Along with all that building, expediting and investing, Bloomberg’s plan would take a hatchet to America’s fossil-fuel power plants. Coal would take the biggest blow— the former mayor promises the total elimination of all 251 coal-fired power plants in the U.S., again by 2030.

This puts him in direct opposition to President Donald Trump, who vocally supported the coal industry in his 2016 campaign and after taking office.

But the plan puts Bloomberg in line with his top Democratic rivals, including Senators Elizabeth Warren and Bernie Sanders and former Vice President Joe Biden. Warren vowed in September to close all the nation’s coal plants within 10 years, and Biden and Sanders have also called for an abandonment of coal-fired plants.

Coal production in the U.S. has been on the decline since 2007, for which Bloomberg’s plan credits efforts he has spearheaded over the past decade, including his work with the Sierra Club’s Beyond Coal campaign.

The coal industry’s issues go beyond activism, though: the past decade’s natural gas boom has made gas the fuel of choice for most power plants. The Energy Information Administration estimated that there were 336 coal power plants operating in the U.S. in 2018, a number dwarfed by the nation’s 1,854 natural gas plants.

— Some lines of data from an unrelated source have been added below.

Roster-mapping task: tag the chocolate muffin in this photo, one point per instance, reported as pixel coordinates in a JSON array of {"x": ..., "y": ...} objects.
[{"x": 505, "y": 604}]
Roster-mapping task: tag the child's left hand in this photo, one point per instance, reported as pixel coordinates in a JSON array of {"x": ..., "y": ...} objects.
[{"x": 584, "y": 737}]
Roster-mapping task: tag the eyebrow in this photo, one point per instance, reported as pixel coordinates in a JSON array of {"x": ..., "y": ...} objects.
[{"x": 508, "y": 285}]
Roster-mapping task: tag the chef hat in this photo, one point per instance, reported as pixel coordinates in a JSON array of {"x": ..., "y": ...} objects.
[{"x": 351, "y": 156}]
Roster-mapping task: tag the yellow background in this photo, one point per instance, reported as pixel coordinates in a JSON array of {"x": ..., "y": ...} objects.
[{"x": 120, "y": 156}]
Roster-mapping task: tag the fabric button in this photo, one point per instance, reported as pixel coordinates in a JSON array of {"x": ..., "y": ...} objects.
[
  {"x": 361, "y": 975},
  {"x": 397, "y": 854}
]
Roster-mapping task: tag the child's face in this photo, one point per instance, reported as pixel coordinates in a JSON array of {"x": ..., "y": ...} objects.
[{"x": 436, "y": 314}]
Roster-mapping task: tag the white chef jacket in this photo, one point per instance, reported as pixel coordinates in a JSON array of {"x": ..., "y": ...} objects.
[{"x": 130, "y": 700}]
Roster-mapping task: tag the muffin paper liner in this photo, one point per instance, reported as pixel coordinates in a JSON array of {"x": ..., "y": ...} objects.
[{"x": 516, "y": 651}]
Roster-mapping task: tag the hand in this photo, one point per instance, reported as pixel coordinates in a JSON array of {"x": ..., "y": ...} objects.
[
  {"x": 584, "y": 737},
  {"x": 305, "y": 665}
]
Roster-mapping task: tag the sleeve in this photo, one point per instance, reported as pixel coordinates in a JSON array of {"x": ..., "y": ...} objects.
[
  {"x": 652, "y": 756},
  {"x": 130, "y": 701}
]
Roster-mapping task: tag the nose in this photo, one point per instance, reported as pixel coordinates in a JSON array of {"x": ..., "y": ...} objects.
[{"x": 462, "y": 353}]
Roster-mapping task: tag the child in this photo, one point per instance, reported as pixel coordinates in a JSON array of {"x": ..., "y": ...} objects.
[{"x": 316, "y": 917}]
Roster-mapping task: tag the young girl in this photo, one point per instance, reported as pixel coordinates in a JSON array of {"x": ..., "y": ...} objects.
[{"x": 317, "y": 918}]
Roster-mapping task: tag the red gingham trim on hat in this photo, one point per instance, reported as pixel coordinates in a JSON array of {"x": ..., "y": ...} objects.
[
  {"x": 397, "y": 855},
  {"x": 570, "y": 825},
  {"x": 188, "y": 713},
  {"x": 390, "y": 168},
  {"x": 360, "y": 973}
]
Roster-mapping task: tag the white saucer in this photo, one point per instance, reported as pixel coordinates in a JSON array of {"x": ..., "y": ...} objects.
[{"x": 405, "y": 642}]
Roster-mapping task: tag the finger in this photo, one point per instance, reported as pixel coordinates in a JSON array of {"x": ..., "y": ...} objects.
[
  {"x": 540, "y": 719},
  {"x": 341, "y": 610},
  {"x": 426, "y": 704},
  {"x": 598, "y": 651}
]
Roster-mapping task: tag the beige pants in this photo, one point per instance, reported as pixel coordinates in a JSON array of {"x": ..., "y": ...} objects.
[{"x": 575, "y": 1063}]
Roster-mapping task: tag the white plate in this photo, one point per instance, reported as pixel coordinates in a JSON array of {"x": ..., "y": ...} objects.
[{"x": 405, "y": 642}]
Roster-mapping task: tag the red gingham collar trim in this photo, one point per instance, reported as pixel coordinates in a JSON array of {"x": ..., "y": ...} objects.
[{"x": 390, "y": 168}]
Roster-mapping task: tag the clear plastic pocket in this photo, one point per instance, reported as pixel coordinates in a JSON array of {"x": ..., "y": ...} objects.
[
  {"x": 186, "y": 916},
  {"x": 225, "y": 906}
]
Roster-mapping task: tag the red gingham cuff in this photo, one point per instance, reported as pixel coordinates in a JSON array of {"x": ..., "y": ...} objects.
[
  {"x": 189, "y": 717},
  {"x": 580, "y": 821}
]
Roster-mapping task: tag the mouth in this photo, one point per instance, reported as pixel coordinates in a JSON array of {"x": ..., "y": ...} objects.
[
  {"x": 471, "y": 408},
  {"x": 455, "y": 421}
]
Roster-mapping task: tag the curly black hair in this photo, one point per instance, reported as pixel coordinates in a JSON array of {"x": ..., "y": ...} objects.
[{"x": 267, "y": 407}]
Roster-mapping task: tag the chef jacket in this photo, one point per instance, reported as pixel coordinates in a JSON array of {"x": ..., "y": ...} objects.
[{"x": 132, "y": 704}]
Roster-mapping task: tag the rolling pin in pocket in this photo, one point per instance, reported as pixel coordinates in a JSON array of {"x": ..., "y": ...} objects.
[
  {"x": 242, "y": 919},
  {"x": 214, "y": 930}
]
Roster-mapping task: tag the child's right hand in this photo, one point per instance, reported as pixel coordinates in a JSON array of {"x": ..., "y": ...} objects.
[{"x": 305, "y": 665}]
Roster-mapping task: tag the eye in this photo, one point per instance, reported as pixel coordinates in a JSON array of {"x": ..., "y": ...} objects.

Bloomberg’s plan takes aim at those too, saying that “stringent carbon and health pollutant standards for new gas plants will also be immediately implemented, avoiding construction and then stranding of a new generation of dirty fossil power plants.”

He also promises an end to fossil-fuel subsidies and a ban on drilling for gas, coal and oil on federal lands, a reversal of recent Trump administration policies that have encouraged such drilling.

Bloomberg’s plan also takes aim at the Environmental Protection Agency, promising to “ensure that environmental laws are actually enforced” after severe cutbacks at the agency and rollbacks of environmental regulations.

“[Bloomberg] will also restore the dignity, scientific integrity, and effectiveness of the EPA by immediately reversing President Trump’s dangerous rollback of clean air and clean water rules, tightening health and carbon-reduction standards, and greatly expanding enforcement,” his plan states.